I've been working in the EDI space now for around seven years, but around two years ago I transitioned into the role of the product manager. I kind of wanted to just switch it up, but I also wanted to have more involvement with the planning and also with the teams across Wayfair that I may not have had the opportunity to work with if I had just been in an engineering role.
I've been managing the roadmap and helping the team to balance the new system build-out with our existing operational responsibilities.
Tommy Hinrichs
I'm Tommy Hinrichs. I'm from Idaho, and I'm a technical principal at Equal Experts. We're a global software consultancy of over 3,000 expert practitioners, and we help enterprise organizations achieve long-term innovation and lasting transformation. Our North America office would love to hear from you. Stand up, Sid.
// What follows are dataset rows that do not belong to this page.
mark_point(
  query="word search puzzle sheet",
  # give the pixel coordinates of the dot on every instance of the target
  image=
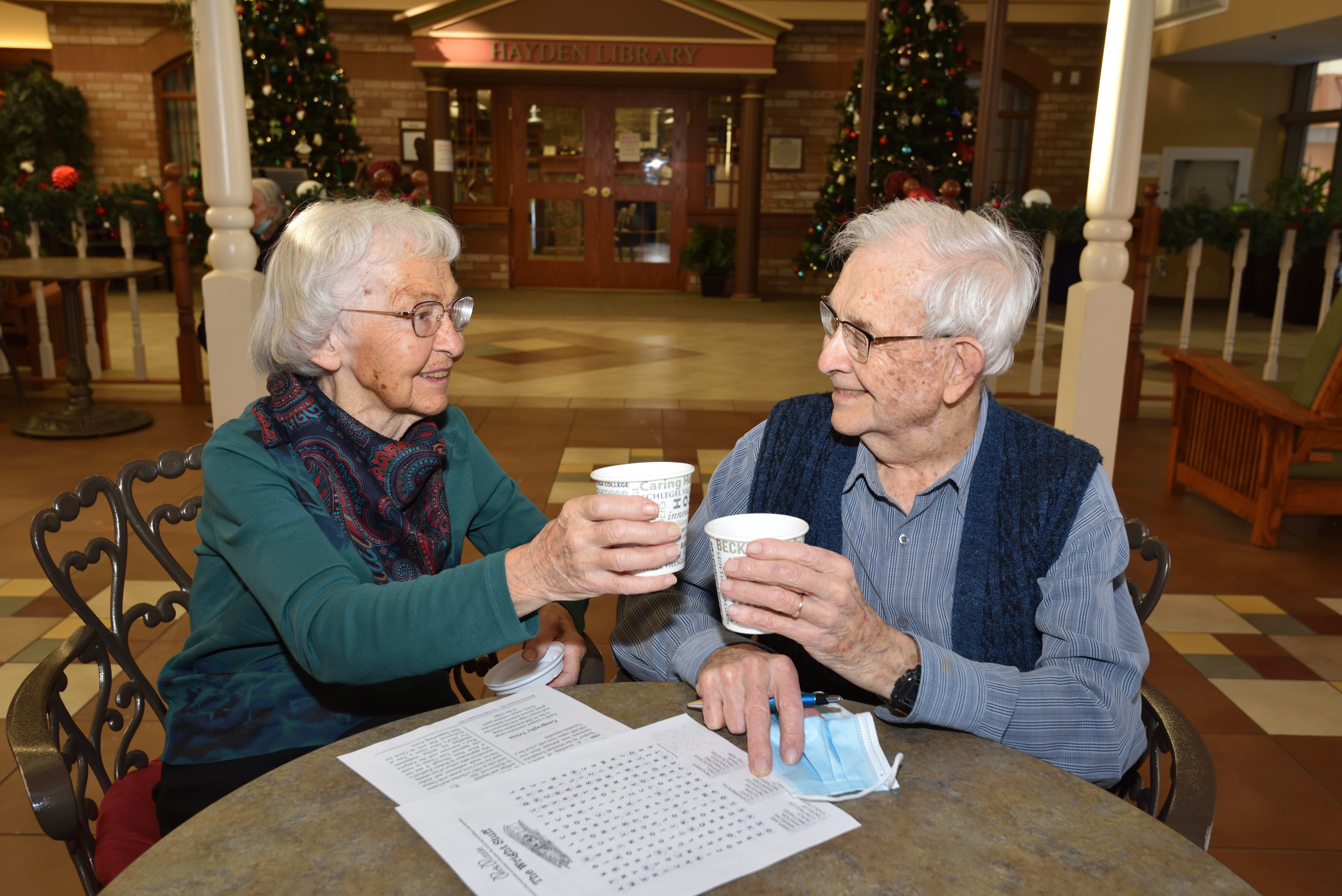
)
(669, 809)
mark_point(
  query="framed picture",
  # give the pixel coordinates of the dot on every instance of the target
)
(1216, 176)
(786, 153)
(411, 131)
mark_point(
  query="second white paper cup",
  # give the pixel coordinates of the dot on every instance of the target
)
(662, 482)
(729, 537)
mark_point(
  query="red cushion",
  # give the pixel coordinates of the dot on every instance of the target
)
(128, 823)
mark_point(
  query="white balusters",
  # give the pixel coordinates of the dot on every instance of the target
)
(1195, 261)
(1037, 367)
(1330, 269)
(1284, 270)
(137, 341)
(1238, 262)
(46, 355)
(93, 353)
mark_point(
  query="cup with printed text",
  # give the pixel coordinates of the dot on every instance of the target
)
(729, 536)
(662, 482)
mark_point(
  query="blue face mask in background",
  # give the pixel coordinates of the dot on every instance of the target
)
(842, 760)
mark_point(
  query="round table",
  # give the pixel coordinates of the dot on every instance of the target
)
(971, 817)
(81, 418)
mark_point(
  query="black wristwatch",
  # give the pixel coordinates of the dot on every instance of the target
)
(905, 695)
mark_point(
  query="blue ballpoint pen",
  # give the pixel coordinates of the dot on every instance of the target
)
(818, 699)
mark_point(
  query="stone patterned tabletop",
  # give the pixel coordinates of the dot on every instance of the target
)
(971, 817)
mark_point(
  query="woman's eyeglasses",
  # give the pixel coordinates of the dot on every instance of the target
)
(859, 341)
(427, 317)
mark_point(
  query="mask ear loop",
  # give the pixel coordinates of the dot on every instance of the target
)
(889, 780)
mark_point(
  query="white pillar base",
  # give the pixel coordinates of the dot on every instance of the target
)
(1090, 384)
(231, 302)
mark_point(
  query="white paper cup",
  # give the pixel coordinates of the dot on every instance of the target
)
(729, 536)
(662, 482)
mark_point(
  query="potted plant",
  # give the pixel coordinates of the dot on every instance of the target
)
(712, 253)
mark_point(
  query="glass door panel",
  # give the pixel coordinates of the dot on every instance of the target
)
(555, 198)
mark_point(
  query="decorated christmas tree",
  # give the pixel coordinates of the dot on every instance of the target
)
(298, 106)
(924, 121)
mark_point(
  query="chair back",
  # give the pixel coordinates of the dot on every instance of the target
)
(1320, 384)
(1153, 549)
(46, 740)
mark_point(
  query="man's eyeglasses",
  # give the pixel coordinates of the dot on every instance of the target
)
(859, 341)
(427, 317)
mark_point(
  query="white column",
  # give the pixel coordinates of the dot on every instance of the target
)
(1330, 269)
(1195, 261)
(46, 355)
(1238, 263)
(1100, 309)
(1284, 272)
(233, 290)
(137, 340)
(1037, 367)
(93, 353)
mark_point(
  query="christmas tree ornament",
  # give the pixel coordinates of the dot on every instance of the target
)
(65, 178)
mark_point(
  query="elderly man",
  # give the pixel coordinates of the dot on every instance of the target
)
(964, 565)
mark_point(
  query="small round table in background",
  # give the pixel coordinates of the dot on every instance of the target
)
(971, 817)
(81, 418)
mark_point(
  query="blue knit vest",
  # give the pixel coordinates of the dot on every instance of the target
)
(1025, 492)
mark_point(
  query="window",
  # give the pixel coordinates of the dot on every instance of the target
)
(1013, 140)
(724, 155)
(473, 125)
(175, 92)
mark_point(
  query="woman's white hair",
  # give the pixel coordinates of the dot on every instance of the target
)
(986, 278)
(313, 261)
I've got 22-plus years' experience in all areas of the software development lifecycle, guiding teams to realize business value one thin vertical slice at a time. I have done pretty much everything in the SDLC, from introducing agile and Kanban processes, being TPO of a CI/CD system used by thousands, to principal engineer, to an engineering manager. And I started my career in operations in QA way back.
Michaela Madden
So a little bit about Wayfair. It's an e-commerce platform exclusively focused on the home. We offer our 24 million customers a first-class experience by unifying customer service, shopping experience, fulfillment, and supplier services.
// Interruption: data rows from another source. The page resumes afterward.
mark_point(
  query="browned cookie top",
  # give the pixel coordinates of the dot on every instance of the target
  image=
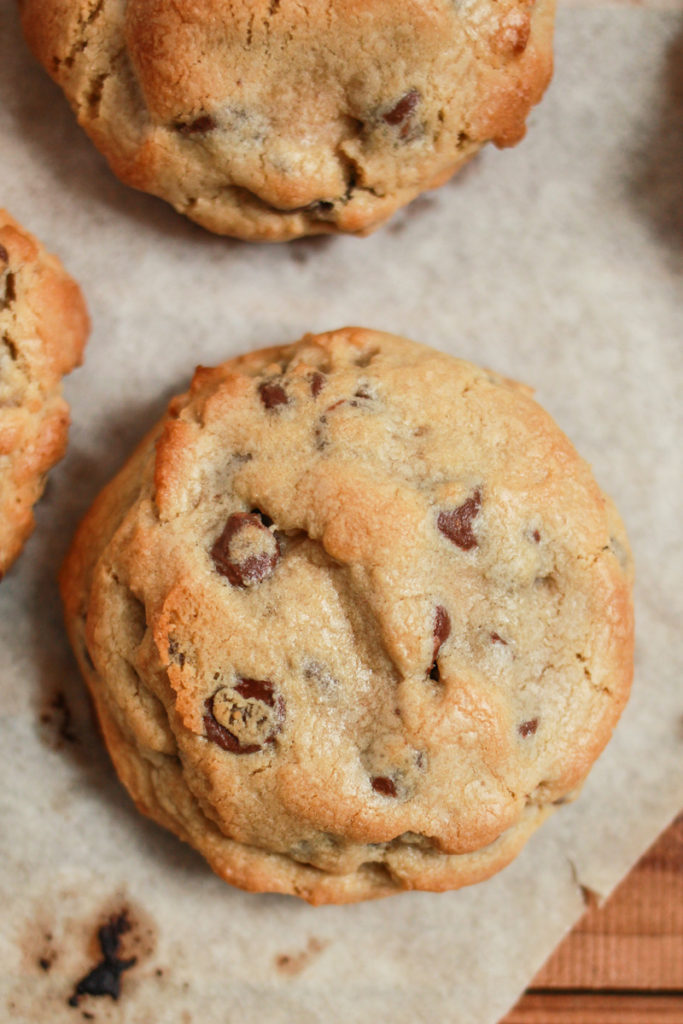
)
(270, 119)
(355, 616)
(43, 329)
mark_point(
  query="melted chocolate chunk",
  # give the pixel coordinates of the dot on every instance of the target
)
(457, 524)
(245, 717)
(384, 785)
(399, 115)
(316, 384)
(199, 126)
(104, 979)
(272, 394)
(528, 728)
(247, 552)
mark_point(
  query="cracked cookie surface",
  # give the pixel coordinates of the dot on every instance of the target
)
(269, 119)
(43, 329)
(358, 639)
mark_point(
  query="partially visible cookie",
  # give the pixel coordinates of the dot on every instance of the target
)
(43, 330)
(355, 617)
(271, 119)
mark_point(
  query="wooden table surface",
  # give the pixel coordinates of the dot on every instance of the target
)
(623, 963)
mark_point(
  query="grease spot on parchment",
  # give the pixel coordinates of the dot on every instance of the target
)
(295, 963)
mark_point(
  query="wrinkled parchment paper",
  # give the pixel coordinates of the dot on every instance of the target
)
(559, 263)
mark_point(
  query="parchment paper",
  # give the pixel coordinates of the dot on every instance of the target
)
(559, 263)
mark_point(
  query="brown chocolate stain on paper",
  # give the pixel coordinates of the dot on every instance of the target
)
(56, 721)
(121, 939)
(293, 964)
(81, 958)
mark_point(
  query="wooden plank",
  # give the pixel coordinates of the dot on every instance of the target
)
(635, 941)
(591, 1008)
(623, 963)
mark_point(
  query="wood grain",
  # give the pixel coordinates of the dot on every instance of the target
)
(623, 962)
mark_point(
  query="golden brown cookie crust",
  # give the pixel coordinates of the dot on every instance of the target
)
(43, 330)
(270, 120)
(355, 616)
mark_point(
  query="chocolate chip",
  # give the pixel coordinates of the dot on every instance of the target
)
(104, 979)
(457, 524)
(384, 785)
(247, 551)
(528, 728)
(272, 395)
(10, 292)
(245, 717)
(441, 629)
(199, 126)
(175, 653)
(399, 115)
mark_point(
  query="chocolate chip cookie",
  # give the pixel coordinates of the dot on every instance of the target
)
(270, 119)
(355, 616)
(43, 330)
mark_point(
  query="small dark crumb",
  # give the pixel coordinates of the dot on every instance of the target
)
(528, 728)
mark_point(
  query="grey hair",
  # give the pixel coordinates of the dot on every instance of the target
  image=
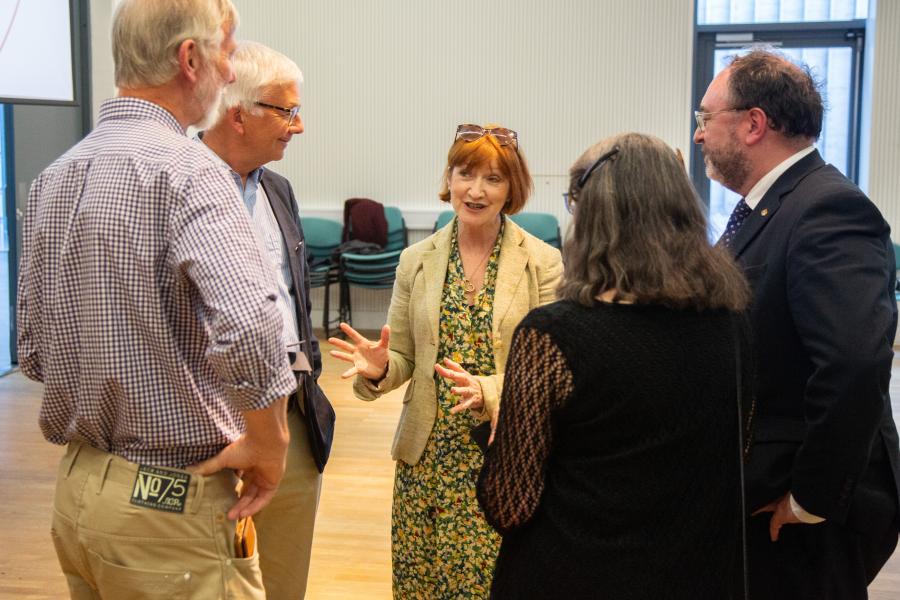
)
(256, 67)
(639, 228)
(146, 35)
We partner with our 23,000 suppliers through a third-party seller model to ensure marketplace access for each vendor. We deliberately have a broad supplier base, and no one supplier makes up more than 2% of our revenue.
We've got around 3,000 engineers that create purpose-built technology which powers everything that we do for our customers.
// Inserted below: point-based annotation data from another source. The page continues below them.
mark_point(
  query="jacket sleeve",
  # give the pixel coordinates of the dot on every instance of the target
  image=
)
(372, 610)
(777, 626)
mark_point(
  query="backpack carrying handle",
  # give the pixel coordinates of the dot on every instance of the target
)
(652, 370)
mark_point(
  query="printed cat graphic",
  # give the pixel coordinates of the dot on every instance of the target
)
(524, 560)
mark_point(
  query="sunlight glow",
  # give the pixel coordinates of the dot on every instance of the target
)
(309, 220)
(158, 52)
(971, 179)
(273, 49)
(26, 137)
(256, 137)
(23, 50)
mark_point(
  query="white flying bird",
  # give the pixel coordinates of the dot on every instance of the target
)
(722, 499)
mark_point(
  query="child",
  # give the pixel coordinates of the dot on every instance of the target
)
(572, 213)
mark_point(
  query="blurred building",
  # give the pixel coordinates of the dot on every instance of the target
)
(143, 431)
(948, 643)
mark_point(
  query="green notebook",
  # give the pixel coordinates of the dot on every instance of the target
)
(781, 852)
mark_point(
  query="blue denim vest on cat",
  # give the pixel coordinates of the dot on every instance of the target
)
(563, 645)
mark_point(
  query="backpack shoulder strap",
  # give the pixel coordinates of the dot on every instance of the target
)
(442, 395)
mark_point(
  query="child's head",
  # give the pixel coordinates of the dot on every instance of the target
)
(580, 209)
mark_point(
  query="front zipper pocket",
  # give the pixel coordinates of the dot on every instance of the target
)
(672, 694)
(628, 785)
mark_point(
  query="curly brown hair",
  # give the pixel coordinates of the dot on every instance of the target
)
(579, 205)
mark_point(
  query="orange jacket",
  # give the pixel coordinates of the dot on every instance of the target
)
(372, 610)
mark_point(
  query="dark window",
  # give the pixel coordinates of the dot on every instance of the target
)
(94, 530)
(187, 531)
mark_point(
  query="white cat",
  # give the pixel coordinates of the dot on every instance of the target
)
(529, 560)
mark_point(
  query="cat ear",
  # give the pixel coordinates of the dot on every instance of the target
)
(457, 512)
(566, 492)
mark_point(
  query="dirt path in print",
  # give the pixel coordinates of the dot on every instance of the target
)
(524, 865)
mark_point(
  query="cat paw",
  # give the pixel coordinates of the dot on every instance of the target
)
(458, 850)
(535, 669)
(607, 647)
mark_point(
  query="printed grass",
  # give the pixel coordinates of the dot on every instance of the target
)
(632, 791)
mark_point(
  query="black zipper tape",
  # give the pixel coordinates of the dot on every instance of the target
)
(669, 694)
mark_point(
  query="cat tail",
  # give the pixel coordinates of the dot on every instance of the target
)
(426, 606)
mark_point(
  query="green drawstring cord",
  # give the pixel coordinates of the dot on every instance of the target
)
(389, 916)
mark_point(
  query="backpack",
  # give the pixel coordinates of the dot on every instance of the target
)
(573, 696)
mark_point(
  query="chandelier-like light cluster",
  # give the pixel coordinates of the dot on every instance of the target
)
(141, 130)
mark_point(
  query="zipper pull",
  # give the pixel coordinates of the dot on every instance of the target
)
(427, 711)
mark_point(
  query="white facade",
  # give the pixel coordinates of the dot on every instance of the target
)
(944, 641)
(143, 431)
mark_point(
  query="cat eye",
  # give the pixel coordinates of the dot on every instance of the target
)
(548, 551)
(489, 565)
One of the ways that our suppliers can integrate with Wayfair is through electronic data interchange, or EDI, to exchange documents and transfer information between around 10 to 12 different domain systems across Wayfair.
Our long-standing EDI team is responsible for creating, maintaining, and troubleshooting two different things. The first being the EDI pipelines that all of our teams rely upon for sending orders, translating inventory, and many more. And the second being the EDI documents and non-EDI file exchanges, such as CSV, XML, JSON, that our product and engineering teams use for carrier and supplier interactions.
On this side, you'll see that there's an overview for a purchase order workflow. From inventory to purchase orders to carrier tracking updates, there are multiple transactions all underpinned by EDI messaging. We've got plenty of workflows like this throughout Wayfair, and more than 50% of all of our order volume relies upon EDI messaging, so having a stable platform is pretty important.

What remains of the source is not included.